Helmholtz decompositions of elastic fields is a common approach for the solution of Navier scattering problems. Used in the context of Boundary Integral Equations (BIE), this approach affords solutions of Navier problems via the simpler Helmholtz boundary integral operators (BIOs). Approximations of Helmholtz Dirichlet-to-Neumann (DtN) can be employed within a regularizing combined field strategy to deliver BIE formulations of the second kind for the solution of Navier scattering problems in two dimensions with Dirichlet boundary conditions, at least in the case of smooth boundaries. Unlike the case of scattering and transmission Helmholtz problems, the approximations of the DtN maps we use in the Helmholtz decomposition BIE in the Navier case require incorporation of lower order terms in their pseudodifferential asymptotic expansions. The presence of these lower order terms in the Navier regularized BIE formulations complicates the stability analysis of their Nystr\"om discretizations in the framework of global trigonometric interpolation and the Kussmaul-Martensen kernel singularity splitting strategy. The main difficulty stems from compositions of pseudodifferential operators of opposite orders, whose Nystr\"om discretization must be performed with care via pseudodifferential expansions beyond the principal symbol. The error analysis is significantly simpler in the case of arclength boundary parametrizations and considerably more involved in the case of general smooth parametrizations which are typically encountered in the description of one dimensional closed curves.

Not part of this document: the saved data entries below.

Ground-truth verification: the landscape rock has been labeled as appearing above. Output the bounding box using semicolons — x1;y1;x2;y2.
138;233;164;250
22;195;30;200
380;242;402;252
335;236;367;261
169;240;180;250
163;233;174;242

翻译：弹性场的亥姆霍兹分解是求解纳维散射问题的常用方法。在边界积分方程（BIE）框架下，该方法通过更简单的亥姆霍兹边界积分算子（BIO）实现纳维问题的求解。在正则化组合场策略中，可利用亥姆霍兹狄利克雷-诺伊曼（DtN）映射的逼近，为二维狄利克雷边界条件下的纳维散射问题（至少对光滑边界情形）建立第二类BIE公式。与亥姆霍兹散射和透射问题不同，纳维情形下亥姆霍兹分解BIE所使用的DtN映射逼近，需在其拟微分渐近展开式中纳入低阶项。这些低阶项在纳维正则化BIE公式中的存在，使得基于全局三角插值和Kussmaul-Martensen核奇异性分裂策略的Nyström离散化稳定性分析复杂化。主要困难源于具有相反阶数的拟微分算子复合，其Nyström离散化必须通过超越主符号的拟微分展开谨慎执行。弧长边界参数化情形下的误差分析显著简化，但通常用于描述一维闭合曲线的通用光滑参数化情形则复杂得多。